Week 4 - Building a Fleet Intelligence Platform with AWS Glue, Step Functions & ServiceNow

AWS Platform Engineering Lab · Week 04

7 AWS Services 4 Parquet Tables 3 Lambda Functions 100% IaC (Terraform)

📋 In This Post

Why — The Problem This Solves
What You Need to Know — Skills & Tools
Architecture — How It Fits Together
How We Built It — Step by Step
Challenges & Real Errors Encountered
Security Considerations
Cost Optimisation
Cleanup
Key Takeaways

Why — The Problem This Solves

Every AWS account running EC2 instances has the same invisible problem: you cannot answer basic fleet questions without logging into dozens of consoles, running scripts, or waiting for a weekly report.

Questions like:

Which servers are missing critical patches right now?
How many Windows vs Linux instances are running in prod?
What version of Java is installed across the fleet?
Which instances haven't reported to SSM in the last 24 hours?

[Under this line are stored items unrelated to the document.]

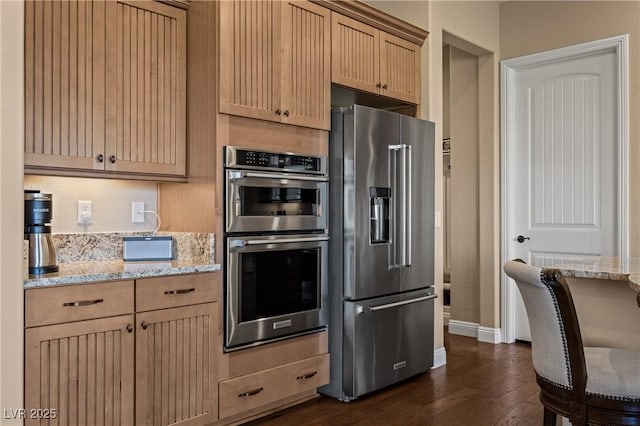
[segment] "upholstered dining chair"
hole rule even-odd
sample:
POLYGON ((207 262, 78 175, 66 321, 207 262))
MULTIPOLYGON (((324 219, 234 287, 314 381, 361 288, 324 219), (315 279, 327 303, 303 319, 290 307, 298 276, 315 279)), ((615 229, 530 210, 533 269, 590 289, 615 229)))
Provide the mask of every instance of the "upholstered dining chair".
POLYGON ((571 292, 555 269, 505 263, 522 294, 531 327, 531 355, 544 406, 574 425, 640 425, 640 353, 583 347, 571 292))

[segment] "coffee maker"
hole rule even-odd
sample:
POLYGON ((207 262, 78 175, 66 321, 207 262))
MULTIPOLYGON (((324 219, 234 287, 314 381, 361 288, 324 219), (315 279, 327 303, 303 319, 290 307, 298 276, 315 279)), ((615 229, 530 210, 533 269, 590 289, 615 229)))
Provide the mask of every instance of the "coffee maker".
POLYGON ((56 248, 51 238, 51 194, 24 191, 24 239, 29 240, 29 274, 58 272, 56 248))

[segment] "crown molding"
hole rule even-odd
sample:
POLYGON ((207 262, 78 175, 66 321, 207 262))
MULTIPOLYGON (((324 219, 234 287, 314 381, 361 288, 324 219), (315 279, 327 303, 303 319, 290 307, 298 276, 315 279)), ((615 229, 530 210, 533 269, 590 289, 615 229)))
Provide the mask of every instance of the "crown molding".
POLYGON ((357 0, 311 0, 341 15, 422 46, 429 32, 357 0))

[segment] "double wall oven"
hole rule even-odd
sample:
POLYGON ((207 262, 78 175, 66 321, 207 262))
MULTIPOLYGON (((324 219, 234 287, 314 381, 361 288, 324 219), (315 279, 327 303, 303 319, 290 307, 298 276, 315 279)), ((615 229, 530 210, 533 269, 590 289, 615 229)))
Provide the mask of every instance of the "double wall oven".
POLYGON ((326 158, 224 150, 225 349, 327 325, 326 158))

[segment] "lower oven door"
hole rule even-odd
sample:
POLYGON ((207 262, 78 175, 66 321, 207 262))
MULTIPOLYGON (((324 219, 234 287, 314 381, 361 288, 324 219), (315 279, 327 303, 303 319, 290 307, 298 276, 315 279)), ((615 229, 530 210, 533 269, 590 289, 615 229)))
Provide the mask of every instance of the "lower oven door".
POLYGON ((225 349, 326 327, 328 239, 227 238, 225 349))
POLYGON ((327 229, 326 176, 227 170, 225 230, 327 229))

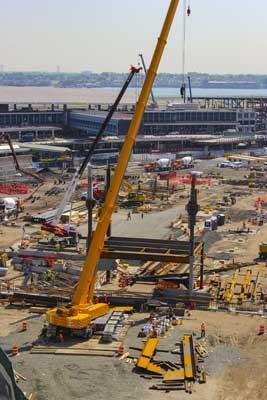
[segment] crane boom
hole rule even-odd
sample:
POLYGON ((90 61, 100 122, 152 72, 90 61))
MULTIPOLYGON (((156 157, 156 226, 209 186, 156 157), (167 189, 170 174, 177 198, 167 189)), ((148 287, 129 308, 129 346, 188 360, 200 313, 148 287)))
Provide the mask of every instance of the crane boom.
POLYGON ((61 201, 61 203, 60 203, 60 205, 59 205, 59 207, 57 209, 57 212, 56 212, 55 218, 54 218, 54 220, 52 222, 52 225, 57 225, 59 223, 61 215, 64 212, 64 209, 66 207, 66 204, 68 203, 68 201, 70 200, 73 192, 75 191, 75 189, 76 189, 76 187, 77 187, 77 185, 79 183, 79 180, 80 180, 83 172, 85 171, 85 168, 86 168, 87 164, 91 160, 92 155, 94 154, 94 151, 95 151, 98 143, 100 142, 100 140, 102 138, 102 135, 105 132, 106 127, 108 126, 108 124, 109 124, 114 112, 116 111, 116 109, 118 107, 119 102, 121 101, 121 99, 122 99, 124 93, 126 92, 126 89, 128 88, 129 84, 131 83, 131 80, 133 79, 133 76, 136 73, 138 73, 140 70, 141 70, 141 68, 135 68, 135 67, 131 66, 130 73, 129 73, 129 75, 128 75, 128 77, 127 77, 127 79, 126 79, 126 81, 125 81, 120 93, 118 94, 118 97, 116 98, 114 104, 111 106, 111 108, 110 108, 105 120, 103 121, 103 123, 102 123, 102 125, 101 125, 101 127, 100 127, 100 129, 99 129, 99 131, 98 131, 98 133, 97 133, 97 135, 96 135, 96 137, 95 137, 95 139, 94 139, 94 141, 93 141, 93 143, 92 143, 92 145, 91 145, 91 147, 90 147, 90 149, 89 149, 89 151, 88 151, 88 153, 87 153, 87 155, 85 157, 85 159, 83 160, 80 168, 78 169, 78 171, 75 172, 75 174, 72 177, 71 183, 68 186, 68 189, 65 192, 65 195, 64 195, 64 197, 63 197, 63 199, 62 199, 62 201, 61 201))
MULTIPOLYGON (((96 231, 94 232, 93 239, 91 241, 91 246, 89 248, 85 265, 83 267, 83 271, 79 280, 79 284, 74 293, 72 304, 86 304, 87 302, 87 294, 90 287, 90 283, 94 278, 94 274, 96 271, 96 266, 98 260, 100 258, 101 252, 104 247, 104 240, 107 233, 108 226, 111 221, 111 215, 114 210, 115 201, 120 189, 121 182, 123 180, 123 176, 128 164, 128 160, 130 158, 136 135, 141 123, 141 119, 143 117, 143 113, 149 98, 149 94, 157 73, 157 69, 160 63, 160 59, 166 45, 167 37, 171 28, 171 24, 175 15, 176 8, 179 4, 179 0, 172 0, 160 37, 158 39, 158 43, 156 49, 154 51, 153 58, 151 60, 150 67, 147 71, 146 78, 144 81, 144 85, 142 91, 140 93, 136 110, 133 115, 128 133, 126 135, 120 157, 118 160, 117 167, 115 169, 114 175, 112 177, 111 185, 109 191, 106 196, 105 203, 102 208, 102 212, 99 218, 98 225, 96 227, 96 231)), ((88 302, 92 302, 92 298, 88 299, 88 302)))
MULTIPOLYGON (((140 53, 139 57, 141 59, 142 65, 143 65, 144 72, 145 72, 145 74, 147 74, 147 69, 146 69, 146 64, 145 64, 145 60, 144 60, 143 54, 140 53)), ((151 88, 150 94, 151 94, 151 98, 152 98, 152 101, 153 101, 153 105, 155 106, 157 104, 157 101, 155 99, 155 96, 154 96, 152 88, 151 88)))
POLYGON ((96 267, 104 248, 105 236, 111 221, 115 201, 135 143, 138 128, 143 117, 178 4, 179 0, 171 0, 170 2, 150 68, 148 69, 139 100, 136 104, 135 113, 125 137, 111 185, 100 214, 99 222, 91 240, 81 277, 72 298, 72 305, 63 308, 56 307, 47 311, 46 319, 52 325, 70 329, 72 332, 76 330, 77 333, 80 333, 81 330, 86 330, 88 328, 92 320, 109 311, 109 307, 106 303, 93 304, 96 267))

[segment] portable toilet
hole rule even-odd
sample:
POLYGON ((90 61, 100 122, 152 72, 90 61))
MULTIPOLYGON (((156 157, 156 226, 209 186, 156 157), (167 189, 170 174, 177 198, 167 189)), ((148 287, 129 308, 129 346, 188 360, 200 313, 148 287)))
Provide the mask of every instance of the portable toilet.
POLYGON ((211 230, 211 219, 206 219, 204 223, 204 230, 205 231, 210 231, 211 230))
POLYGON ((224 214, 218 214, 217 215, 217 225, 218 226, 223 226, 225 224, 225 215, 224 214))
POLYGON ((216 231, 217 229, 217 217, 211 217, 211 230, 216 231))

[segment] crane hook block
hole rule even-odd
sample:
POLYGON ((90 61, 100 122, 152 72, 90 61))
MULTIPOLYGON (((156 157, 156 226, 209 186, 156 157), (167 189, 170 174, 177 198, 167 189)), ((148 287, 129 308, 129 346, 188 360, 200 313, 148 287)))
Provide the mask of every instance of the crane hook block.
POLYGON ((138 74, 138 72, 140 72, 141 69, 142 67, 135 67, 134 65, 130 65, 130 71, 135 72, 136 74, 138 74))
POLYGON ((191 14, 191 8, 190 6, 187 7, 187 16, 189 17, 189 15, 191 14))

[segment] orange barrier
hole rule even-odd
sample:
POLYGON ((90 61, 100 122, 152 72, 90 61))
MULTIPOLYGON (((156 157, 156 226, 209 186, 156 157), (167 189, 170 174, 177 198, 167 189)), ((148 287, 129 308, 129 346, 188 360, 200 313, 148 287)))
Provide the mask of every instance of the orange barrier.
POLYGON ((256 208, 262 207, 263 203, 265 203, 266 207, 267 197, 257 197, 257 199, 255 200, 255 207, 256 208))
POLYGON ((5 194, 27 194, 30 191, 29 185, 19 185, 19 184, 10 184, 10 185, 0 185, 0 193, 5 194))
MULTIPOLYGON (((177 175, 169 178, 169 184, 183 184, 183 185, 191 185, 192 175, 177 175)), ((210 186, 212 183, 212 179, 209 178, 197 178, 196 185, 208 185, 210 186)))
MULTIPOLYGON (((93 182, 93 183, 97 183, 97 179, 96 179, 96 178, 93 178, 93 179, 92 179, 92 182, 93 182)), ((80 179, 79 185, 80 185, 80 186, 83 186, 83 187, 88 187, 88 180, 87 180, 87 179, 80 179)))

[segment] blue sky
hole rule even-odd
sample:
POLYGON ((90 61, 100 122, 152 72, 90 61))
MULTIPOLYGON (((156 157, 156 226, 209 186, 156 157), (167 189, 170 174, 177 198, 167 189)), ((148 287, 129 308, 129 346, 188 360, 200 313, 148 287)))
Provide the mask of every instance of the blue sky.
MULTIPOLYGON (((183 1, 183 0, 182 0, 183 1)), ((181 72, 182 1, 160 65, 181 72)), ((186 70, 267 73, 266 0, 191 0, 186 70)), ((5 70, 127 71, 147 64, 169 0, 0 0, 5 70)))

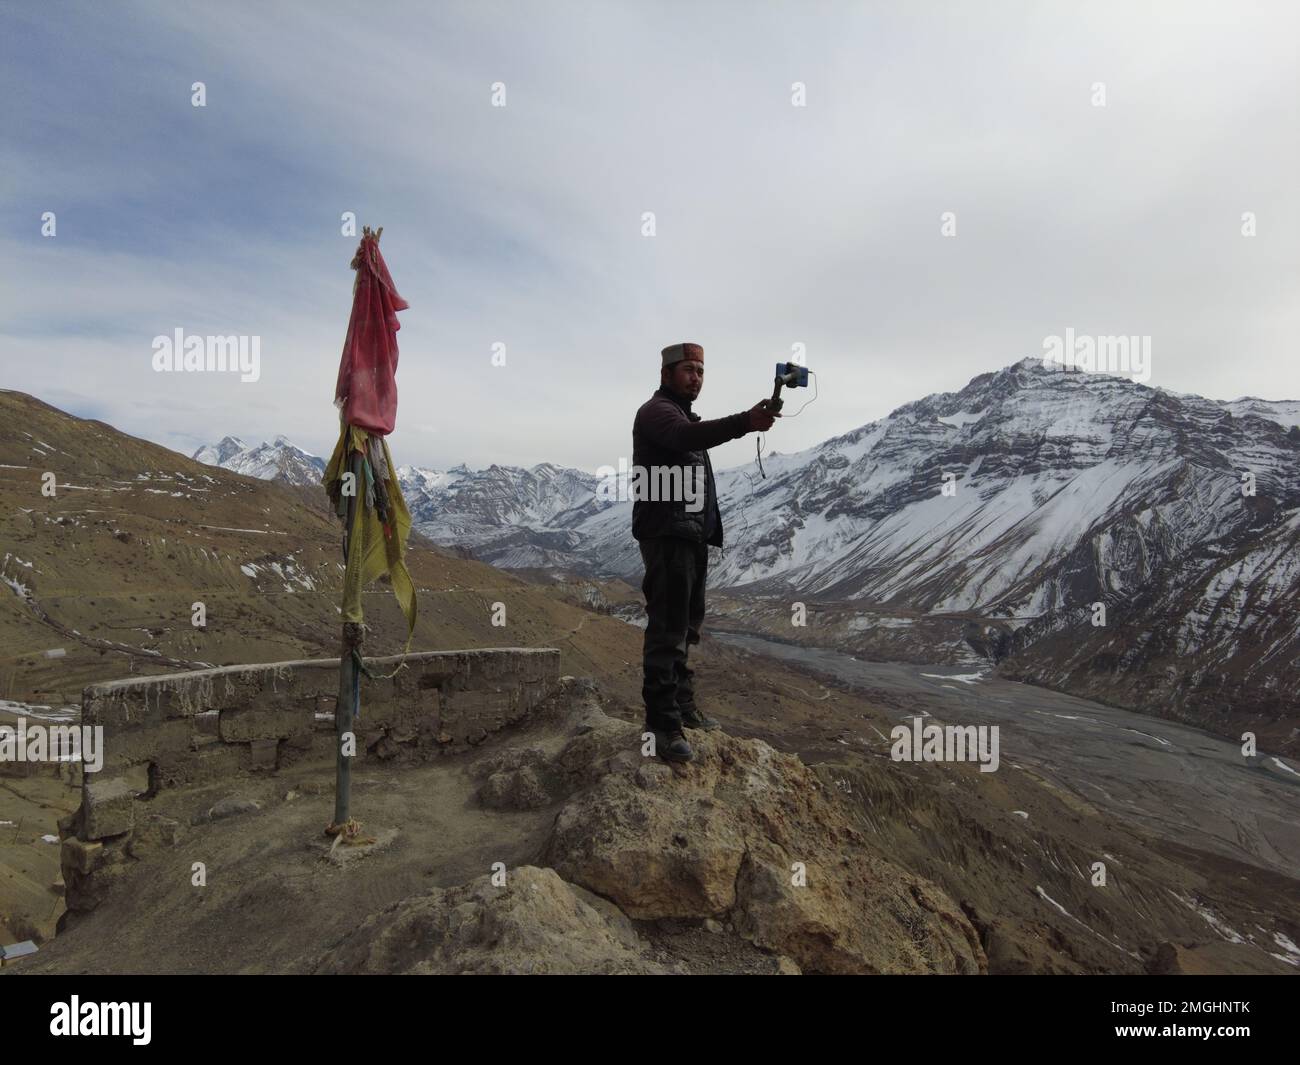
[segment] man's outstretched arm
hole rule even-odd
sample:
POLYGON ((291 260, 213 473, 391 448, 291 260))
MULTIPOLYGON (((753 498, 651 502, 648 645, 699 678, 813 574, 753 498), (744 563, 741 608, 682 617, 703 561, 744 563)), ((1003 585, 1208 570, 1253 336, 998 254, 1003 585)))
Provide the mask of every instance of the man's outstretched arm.
MULTIPOLYGON (((696 451, 717 447, 728 440, 736 440, 746 433, 762 432, 772 427, 773 415, 767 409, 768 401, 755 404, 750 410, 729 414, 725 418, 693 422, 677 407, 660 404, 642 416, 641 430, 652 444, 670 451, 696 451)), ((779 417, 779 415, 777 415, 779 417)))

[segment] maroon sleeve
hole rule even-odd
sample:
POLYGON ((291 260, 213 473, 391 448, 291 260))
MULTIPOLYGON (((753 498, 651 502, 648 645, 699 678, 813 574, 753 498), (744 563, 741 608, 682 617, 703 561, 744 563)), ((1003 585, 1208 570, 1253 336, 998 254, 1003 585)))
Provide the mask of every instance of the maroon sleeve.
POLYGON ((652 444, 670 451, 695 451, 744 436, 749 432, 749 412, 693 422, 672 403, 652 403, 645 408, 641 431, 652 444))

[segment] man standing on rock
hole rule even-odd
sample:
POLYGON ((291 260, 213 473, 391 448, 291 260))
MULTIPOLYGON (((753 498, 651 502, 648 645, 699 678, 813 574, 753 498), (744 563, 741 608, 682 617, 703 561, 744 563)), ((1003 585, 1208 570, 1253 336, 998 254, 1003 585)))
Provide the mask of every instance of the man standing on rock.
POLYGON ((662 355, 659 388, 632 426, 632 465, 641 478, 634 488, 632 535, 645 563, 641 591, 649 618, 641 697, 656 752, 670 762, 688 762, 692 751, 683 727, 718 727, 695 705, 694 673, 686 666, 704 622, 709 545, 722 546, 708 449, 770 429, 780 415, 762 400, 739 414, 701 421, 691 403, 704 387, 704 349, 673 344, 662 355))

In a small environment you can click around the SSM console to answer these. In an enterprise with hundreds or thousands of EC2 instances across multiple accounts, that becomes impossible. The data exists — SSM is already collecting it — but it's fragmented: one JSON file per instance, stored in S3, with no way to query across all of it at once.

The Real-World Pain Point

Security audits require patch compliance reports. Compliance teams need OS inventory snapshots. Operations teams want to know which instances are running outdated agents. All of this data lives in SSM — but extracting it manually every time is slow, error-prone, and doesn't scale.

The Business Value

This platform turns a manual, hours-long process into a self-service, 30-minute automated pipeline:

Self-Service Request

Any team member submits a ServiceNow RITM ticket. No AWS console access required. No engineer involvement needed to kick it off.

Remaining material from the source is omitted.